Diane Blood, the widow who fought a two-year court battle for the right to have her late husband's child, is pregnant for a second time using his sperm.
Mrs Blood, from Worksop, Nottinghamshire, is expecting her second baby in July after treatment at the same Brussels clinic where she conceived her son Liam, now three.
She and her husband, Stephen, were trying to start a family when he fell ill with meningitis in March 1995, aged 30. As he lay dying, she persuaded doctors to take and freeze a sample of his sperm.
She fought a determined battle against the Human Fertilisation and Embryology Authority, which refused permission for the sperm to be used because Stephen Blood had not given written consent. In February 1997 the appeal court ruled that she could take the sperm abroad for treatment under EU law, but closed the loophole for other women in her position.
Liam was born in December 1998, three and a half years after his father's death. Since then, she has refused to say whether she was trying for another child, while acknowledging that it was "medically possible".
She announced her pregnancy yesterday because she could no longer "hide my growing bump". Liam, who was told only this week that he was going to have a new brother or sister, announced that "he wants a brother and a sister", she said.
She added: "I'm particularly pleased that Liam is to have a sibling. I'm an only child but Stephen had two sisters he thought the world of and he would have been delighted that Liam is to be raised with a full brother or sister, and that he is to be a father again."
She said she did not know the sex of her unborn child and did not want to know yet. Asked whether she would be having any more children, she said: "I severely doubt it. I fought in the court case to get the rest of my life back, and to make decisions as I go along, and not have to end my life at a point in time. But I'm 35 now and I doubt it."
Mrs Blood said her only sadness was that the new baby would not be officially recognised as Stephen's child or as Liam's full sibling, because the law did not allow a dead father to be named on the birth certificate. "The new child's birth certificate, like Liam's, must show the father as 'unknown', which of course couldn't be further from the truth."
A private member's bill to change the law was talked out last year, and the government has not kept its promise of August 2000 to introduce retrospective legislation.
Mrs Blood is now gearing up for a new court battle under the Human Rights Act unless the law is changed. "My solicitors have written to the government giving a three-week deadline before possible litigation. I hope the government will respond indicating plans to push through the legislation immediately.

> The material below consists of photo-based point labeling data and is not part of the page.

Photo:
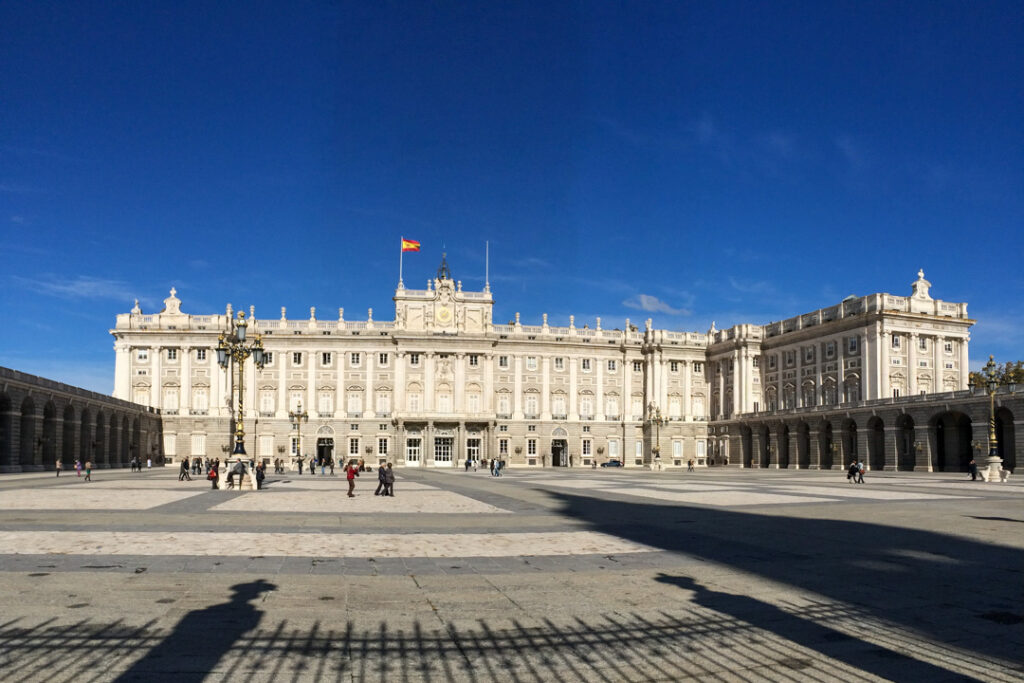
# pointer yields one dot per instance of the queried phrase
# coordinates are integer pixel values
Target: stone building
(43, 421)
(441, 382)
(438, 383)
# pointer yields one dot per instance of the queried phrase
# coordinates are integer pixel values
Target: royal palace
(441, 382)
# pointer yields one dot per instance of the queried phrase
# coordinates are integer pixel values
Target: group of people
(324, 462)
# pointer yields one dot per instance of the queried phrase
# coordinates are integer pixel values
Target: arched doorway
(49, 438)
(26, 456)
(803, 445)
(765, 456)
(905, 446)
(952, 451)
(68, 437)
(827, 445)
(85, 436)
(1006, 437)
(325, 443)
(877, 443)
(783, 446)
(6, 434)
(747, 445)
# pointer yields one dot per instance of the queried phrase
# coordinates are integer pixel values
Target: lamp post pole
(994, 463)
(231, 348)
(654, 418)
(297, 417)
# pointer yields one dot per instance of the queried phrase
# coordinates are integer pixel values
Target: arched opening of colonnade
(764, 457)
(803, 445)
(68, 454)
(7, 461)
(28, 435)
(905, 444)
(876, 443)
(951, 450)
(826, 444)
(747, 445)
(849, 440)
(1006, 437)
(783, 446)
(48, 442)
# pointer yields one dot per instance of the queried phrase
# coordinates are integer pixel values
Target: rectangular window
(413, 445)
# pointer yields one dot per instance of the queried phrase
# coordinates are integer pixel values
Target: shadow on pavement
(202, 638)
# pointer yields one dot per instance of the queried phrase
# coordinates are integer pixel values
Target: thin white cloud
(82, 287)
(652, 304)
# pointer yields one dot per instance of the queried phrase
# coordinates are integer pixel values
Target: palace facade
(441, 382)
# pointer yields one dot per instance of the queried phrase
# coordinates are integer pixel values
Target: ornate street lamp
(297, 418)
(231, 348)
(991, 383)
(654, 418)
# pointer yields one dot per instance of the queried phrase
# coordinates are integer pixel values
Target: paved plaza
(569, 574)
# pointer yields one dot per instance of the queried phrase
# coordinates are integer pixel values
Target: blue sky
(736, 162)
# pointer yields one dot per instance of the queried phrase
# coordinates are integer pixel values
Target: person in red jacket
(350, 473)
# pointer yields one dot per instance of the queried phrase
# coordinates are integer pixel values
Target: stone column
(370, 410)
(814, 449)
(545, 387)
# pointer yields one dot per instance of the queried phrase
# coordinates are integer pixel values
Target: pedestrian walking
(350, 473)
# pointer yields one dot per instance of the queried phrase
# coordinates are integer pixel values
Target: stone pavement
(540, 575)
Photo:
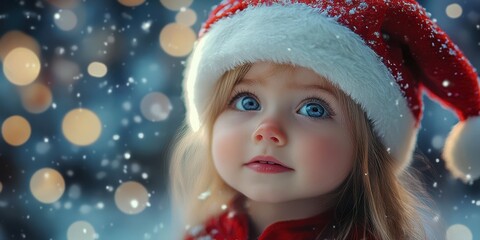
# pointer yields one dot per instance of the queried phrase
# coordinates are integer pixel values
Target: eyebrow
(320, 86)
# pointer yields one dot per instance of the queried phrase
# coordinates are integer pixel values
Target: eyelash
(241, 92)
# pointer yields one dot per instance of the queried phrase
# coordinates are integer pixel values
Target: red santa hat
(382, 53)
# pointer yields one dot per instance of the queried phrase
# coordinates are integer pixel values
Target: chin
(266, 196)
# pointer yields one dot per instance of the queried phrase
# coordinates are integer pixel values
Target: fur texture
(315, 41)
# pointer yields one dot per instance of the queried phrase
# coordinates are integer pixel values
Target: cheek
(226, 143)
(326, 157)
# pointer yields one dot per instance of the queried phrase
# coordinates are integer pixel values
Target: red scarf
(233, 224)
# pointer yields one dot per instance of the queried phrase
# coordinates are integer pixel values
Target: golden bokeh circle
(16, 130)
(177, 39)
(15, 39)
(47, 185)
(176, 5)
(36, 97)
(81, 127)
(131, 197)
(21, 66)
(131, 3)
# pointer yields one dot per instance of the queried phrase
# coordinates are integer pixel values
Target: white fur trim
(462, 151)
(300, 35)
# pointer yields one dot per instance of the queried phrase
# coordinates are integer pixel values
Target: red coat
(234, 225)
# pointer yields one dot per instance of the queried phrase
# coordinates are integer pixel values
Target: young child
(303, 116)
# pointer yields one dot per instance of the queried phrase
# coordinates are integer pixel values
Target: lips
(267, 164)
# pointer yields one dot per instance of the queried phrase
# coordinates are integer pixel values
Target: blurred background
(90, 98)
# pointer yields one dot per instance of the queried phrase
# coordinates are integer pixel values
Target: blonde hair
(374, 198)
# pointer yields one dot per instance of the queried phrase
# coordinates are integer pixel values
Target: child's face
(282, 116)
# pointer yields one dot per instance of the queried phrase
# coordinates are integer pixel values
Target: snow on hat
(382, 53)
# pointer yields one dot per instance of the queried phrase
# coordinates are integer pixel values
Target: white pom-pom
(462, 150)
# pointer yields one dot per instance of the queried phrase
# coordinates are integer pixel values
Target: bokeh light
(81, 230)
(131, 197)
(47, 185)
(186, 16)
(131, 3)
(64, 4)
(176, 5)
(81, 127)
(15, 39)
(65, 71)
(16, 130)
(21, 66)
(97, 69)
(36, 97)
(156, 106)
(65, 19)
(454, 10)
(459, 232)
(177, 39)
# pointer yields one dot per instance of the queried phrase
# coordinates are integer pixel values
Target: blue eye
(246, 103)
(314, 110)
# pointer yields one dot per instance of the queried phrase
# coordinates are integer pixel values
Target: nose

"I don't find it acceptable that my son's birth certificate is a lie. I find it even more ridiculous that the full relationship between my two children will be denied by their birth certificates."
Last month, a mother from Coventry whose daughter was born in similar circumstances managed to get her late husband's name on the birth certificate.
The case of Donna Ceairns proved the present rules were increasingly being confused by registrars, said Mrs Blood.
Mrs Ceairns, 27, lost her husband Colin to cancer two years before baby Billie was born, but he is listed on the birth certificate, with his occupation as "warehouseman, deceased".
Mrs Blood said: "She has managed to persuade a registrar to register her late husband as the child's father, but this birth certificate was not completed in accordance with the law. Many mothers have failed to obtain birth certificates which reflect the biological truth of their children's birth."